While driving to Cody’s physical therapy this morning, Cody asked me why the dump truck in front of us kept breaking. We were driving down a hill at the time so I explained to him about momentum and used his train track set at home as an analogy. The train goes faster down a hill because it has mass and velocity. I have a BS in Microbiology and, of the handful of C’s I got in college, my physic classes were two of them. We were heading into murky waters. We then turned right and went up a hill. Cody asked if momentum was helping us up the hill like it did when we were going down the hill. So then I busted out the concept of gravity.
Cody learned about the solar system in his preschool last year and he loved it. He even has a favorite planet, Uranus, which makes me snicker a little. Juvenile, I know, but I can’t help it. He does not know why it makes me laugh, he likes Uranus because it has 27 moons and that is pretty neat. Anyway, he knows about gravity and our atmosphere and how it keeps us from floating into space. So after thinking about this for a while he asked me how much gravity we have and if the gravity ever leaks away. Hum. I have no idea how much gravity we have (is this something I should know?) but I am pretty sure it does not leak out of our atmosphere. I fumbled my way along answering as best I could until, lucky for me, the conversation turned to “that stuff plants put into the atmosphere” – his words, not mine. So we discussed the Krebs cycle in the most basic of terms.
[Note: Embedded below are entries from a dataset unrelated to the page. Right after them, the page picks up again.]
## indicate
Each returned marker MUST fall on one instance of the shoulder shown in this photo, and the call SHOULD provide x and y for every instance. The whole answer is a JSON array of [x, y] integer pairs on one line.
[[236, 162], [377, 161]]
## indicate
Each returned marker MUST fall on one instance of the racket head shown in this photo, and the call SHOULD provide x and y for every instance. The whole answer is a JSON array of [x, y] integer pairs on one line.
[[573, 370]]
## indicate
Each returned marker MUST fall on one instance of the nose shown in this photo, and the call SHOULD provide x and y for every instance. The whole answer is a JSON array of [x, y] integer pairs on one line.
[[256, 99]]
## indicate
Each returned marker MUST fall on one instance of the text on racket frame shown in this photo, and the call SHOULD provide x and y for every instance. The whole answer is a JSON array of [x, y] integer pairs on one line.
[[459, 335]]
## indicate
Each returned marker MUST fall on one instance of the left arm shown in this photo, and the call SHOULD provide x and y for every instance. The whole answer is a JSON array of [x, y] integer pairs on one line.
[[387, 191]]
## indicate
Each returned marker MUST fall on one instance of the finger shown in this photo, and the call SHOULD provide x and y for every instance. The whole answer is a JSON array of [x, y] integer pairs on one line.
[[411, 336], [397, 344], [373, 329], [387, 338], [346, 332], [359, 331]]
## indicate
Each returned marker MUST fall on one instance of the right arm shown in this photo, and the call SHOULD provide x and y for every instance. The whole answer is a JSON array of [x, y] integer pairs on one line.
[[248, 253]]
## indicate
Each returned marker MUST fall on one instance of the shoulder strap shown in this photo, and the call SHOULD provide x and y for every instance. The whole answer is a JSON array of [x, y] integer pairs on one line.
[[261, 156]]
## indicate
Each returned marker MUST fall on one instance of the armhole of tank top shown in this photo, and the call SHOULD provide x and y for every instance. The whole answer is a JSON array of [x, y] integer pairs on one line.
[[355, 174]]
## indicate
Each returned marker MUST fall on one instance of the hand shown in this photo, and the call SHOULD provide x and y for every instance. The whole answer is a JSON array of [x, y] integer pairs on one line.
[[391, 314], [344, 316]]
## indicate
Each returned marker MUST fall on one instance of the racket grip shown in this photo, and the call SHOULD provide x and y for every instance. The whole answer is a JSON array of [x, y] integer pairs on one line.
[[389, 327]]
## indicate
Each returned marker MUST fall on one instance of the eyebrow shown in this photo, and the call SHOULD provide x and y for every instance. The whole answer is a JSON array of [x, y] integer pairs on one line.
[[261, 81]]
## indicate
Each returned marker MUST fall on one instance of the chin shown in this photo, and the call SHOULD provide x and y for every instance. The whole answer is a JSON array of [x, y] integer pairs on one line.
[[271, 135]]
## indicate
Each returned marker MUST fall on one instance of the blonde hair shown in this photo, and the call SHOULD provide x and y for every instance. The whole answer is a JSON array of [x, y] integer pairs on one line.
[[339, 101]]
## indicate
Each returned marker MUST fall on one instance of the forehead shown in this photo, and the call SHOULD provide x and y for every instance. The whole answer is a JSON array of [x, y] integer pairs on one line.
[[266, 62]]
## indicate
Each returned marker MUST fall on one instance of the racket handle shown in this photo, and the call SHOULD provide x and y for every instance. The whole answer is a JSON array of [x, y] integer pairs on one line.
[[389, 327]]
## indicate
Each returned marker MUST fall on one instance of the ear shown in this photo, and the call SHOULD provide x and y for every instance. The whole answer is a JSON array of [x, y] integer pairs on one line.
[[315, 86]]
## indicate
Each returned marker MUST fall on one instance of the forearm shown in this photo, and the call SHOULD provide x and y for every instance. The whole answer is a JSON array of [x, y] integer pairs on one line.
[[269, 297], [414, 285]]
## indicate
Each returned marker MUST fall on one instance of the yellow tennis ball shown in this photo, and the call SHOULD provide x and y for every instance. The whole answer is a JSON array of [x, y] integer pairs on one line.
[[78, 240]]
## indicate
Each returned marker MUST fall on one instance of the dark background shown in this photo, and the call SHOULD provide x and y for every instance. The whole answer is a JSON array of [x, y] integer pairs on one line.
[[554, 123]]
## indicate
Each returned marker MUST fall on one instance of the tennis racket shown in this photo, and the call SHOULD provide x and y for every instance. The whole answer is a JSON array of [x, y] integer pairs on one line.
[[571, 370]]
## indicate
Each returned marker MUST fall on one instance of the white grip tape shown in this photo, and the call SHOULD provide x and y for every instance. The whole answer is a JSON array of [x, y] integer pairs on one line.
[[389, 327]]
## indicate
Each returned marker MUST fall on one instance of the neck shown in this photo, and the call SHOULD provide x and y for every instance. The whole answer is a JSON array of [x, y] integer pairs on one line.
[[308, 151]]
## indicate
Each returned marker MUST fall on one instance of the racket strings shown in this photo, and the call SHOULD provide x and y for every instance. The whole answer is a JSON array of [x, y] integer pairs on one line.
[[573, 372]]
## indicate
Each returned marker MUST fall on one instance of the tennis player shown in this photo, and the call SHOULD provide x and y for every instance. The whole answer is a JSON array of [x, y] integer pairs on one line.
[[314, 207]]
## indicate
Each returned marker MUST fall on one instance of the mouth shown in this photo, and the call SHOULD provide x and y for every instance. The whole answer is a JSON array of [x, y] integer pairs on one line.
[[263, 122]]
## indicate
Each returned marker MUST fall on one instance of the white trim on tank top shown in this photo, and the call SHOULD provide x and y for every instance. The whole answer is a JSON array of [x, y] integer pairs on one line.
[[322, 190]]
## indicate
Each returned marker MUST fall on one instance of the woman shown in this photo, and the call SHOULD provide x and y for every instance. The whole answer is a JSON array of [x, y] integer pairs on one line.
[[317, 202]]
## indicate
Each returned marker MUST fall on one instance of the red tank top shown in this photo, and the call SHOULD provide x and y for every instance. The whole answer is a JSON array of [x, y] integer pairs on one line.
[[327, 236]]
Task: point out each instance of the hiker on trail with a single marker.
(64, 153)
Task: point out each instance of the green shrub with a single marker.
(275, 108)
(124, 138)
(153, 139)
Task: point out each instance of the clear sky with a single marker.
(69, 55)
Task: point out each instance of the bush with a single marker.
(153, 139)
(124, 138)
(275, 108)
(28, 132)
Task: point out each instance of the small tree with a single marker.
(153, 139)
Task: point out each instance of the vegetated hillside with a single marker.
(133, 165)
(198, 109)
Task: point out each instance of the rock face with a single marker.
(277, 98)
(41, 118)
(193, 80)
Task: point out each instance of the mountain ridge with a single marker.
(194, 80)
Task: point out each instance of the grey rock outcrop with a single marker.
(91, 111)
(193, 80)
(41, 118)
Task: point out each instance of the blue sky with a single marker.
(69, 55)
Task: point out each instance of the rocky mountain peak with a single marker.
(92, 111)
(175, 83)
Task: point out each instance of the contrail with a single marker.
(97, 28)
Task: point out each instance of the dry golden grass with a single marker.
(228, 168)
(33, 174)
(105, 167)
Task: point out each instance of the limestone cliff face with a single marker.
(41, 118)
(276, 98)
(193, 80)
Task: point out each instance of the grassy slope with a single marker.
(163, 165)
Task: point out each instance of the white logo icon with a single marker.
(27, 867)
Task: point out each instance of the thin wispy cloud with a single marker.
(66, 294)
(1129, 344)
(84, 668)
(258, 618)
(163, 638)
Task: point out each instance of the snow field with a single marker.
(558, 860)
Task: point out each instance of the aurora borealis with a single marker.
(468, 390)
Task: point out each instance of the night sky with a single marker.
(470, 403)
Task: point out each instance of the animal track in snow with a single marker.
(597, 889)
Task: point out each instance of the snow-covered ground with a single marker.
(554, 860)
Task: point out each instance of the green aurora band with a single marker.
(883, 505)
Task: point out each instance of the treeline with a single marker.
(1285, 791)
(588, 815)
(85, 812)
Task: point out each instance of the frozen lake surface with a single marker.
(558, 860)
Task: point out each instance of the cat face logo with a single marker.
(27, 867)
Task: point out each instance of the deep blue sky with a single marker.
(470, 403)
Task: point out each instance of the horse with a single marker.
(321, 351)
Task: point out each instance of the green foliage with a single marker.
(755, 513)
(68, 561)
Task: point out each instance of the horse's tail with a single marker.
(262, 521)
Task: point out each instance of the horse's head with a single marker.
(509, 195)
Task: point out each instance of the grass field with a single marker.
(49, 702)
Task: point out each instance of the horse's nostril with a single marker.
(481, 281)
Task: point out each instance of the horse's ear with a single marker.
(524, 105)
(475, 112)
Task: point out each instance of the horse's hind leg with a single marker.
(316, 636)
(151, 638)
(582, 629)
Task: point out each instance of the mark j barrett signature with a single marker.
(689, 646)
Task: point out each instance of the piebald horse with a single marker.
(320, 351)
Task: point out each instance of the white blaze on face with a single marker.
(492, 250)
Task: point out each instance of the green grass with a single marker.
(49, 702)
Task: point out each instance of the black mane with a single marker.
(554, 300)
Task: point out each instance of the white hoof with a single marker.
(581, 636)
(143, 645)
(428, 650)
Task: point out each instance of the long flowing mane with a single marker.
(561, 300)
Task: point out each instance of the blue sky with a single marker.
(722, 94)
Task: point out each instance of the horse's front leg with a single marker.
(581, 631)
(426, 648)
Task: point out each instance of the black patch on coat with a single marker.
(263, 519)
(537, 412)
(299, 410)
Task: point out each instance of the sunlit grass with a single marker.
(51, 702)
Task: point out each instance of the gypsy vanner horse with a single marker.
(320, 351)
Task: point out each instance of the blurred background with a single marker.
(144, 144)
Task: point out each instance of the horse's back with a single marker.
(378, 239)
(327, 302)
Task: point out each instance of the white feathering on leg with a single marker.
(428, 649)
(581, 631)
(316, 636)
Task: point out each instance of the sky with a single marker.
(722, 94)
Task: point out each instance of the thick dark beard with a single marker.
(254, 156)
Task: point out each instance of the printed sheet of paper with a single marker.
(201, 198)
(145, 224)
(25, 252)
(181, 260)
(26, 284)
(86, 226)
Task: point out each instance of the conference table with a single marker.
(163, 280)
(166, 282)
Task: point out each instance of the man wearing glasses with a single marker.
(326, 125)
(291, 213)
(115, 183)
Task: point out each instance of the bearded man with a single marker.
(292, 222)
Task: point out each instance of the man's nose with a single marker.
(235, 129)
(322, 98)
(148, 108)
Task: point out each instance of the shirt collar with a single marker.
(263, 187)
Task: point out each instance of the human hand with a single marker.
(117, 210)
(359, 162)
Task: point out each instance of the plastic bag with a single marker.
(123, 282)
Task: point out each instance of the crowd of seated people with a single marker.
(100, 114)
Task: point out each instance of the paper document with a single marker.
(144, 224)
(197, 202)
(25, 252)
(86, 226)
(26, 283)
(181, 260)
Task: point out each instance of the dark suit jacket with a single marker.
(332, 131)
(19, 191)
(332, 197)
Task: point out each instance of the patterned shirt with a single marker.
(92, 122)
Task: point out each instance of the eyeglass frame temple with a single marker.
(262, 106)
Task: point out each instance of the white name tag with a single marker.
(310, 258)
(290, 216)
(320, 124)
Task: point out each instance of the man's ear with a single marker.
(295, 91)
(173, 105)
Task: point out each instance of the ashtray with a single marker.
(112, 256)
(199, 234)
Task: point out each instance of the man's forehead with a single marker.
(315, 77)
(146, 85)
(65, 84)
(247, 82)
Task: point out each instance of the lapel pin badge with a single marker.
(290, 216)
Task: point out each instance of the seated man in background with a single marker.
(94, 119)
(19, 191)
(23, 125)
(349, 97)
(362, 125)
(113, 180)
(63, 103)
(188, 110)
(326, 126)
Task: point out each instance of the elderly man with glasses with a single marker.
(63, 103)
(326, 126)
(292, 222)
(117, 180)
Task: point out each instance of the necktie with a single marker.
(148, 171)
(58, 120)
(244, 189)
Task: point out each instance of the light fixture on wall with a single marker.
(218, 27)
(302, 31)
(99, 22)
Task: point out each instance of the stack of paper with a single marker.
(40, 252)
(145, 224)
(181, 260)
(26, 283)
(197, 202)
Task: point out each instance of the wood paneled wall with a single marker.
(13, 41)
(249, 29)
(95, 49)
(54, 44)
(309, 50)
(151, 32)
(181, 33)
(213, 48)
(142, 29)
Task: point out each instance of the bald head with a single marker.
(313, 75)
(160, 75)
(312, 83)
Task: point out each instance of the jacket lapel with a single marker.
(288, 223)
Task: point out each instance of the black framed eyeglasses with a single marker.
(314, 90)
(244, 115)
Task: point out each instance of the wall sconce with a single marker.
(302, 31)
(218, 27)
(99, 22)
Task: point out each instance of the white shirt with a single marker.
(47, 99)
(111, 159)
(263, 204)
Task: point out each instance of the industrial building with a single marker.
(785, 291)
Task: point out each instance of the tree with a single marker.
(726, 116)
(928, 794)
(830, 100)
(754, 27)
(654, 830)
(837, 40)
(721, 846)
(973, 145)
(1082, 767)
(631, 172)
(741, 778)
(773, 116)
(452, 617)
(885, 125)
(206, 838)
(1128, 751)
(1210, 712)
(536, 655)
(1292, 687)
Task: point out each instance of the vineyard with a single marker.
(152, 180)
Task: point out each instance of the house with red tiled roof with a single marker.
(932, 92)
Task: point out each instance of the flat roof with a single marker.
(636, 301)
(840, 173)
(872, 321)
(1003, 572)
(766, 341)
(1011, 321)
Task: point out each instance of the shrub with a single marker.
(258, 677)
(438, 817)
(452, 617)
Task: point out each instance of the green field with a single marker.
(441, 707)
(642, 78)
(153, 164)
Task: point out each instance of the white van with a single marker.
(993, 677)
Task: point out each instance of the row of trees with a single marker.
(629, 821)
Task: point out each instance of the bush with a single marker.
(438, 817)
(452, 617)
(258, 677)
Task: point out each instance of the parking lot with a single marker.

I was happily talking about O2 and CO2 and the relationships between different living things when we turned into the parking lot. Cody was asking how plants get carbon dioxide and get rid of oxygen since “they don’t have mouths”. I started to tell him about stomata, these tiny holes that open and close in the leaves of plants, when Carter hollered out “LOOK – A ‘STRUCTION SITE!!”. The office building where we were going was getting a new roof and there were three guys with drills and various power tools.
Well, as far as the boys were concerned, that was the end of the conversation. Me and my geeky science facts were no competition for what was up on that roof.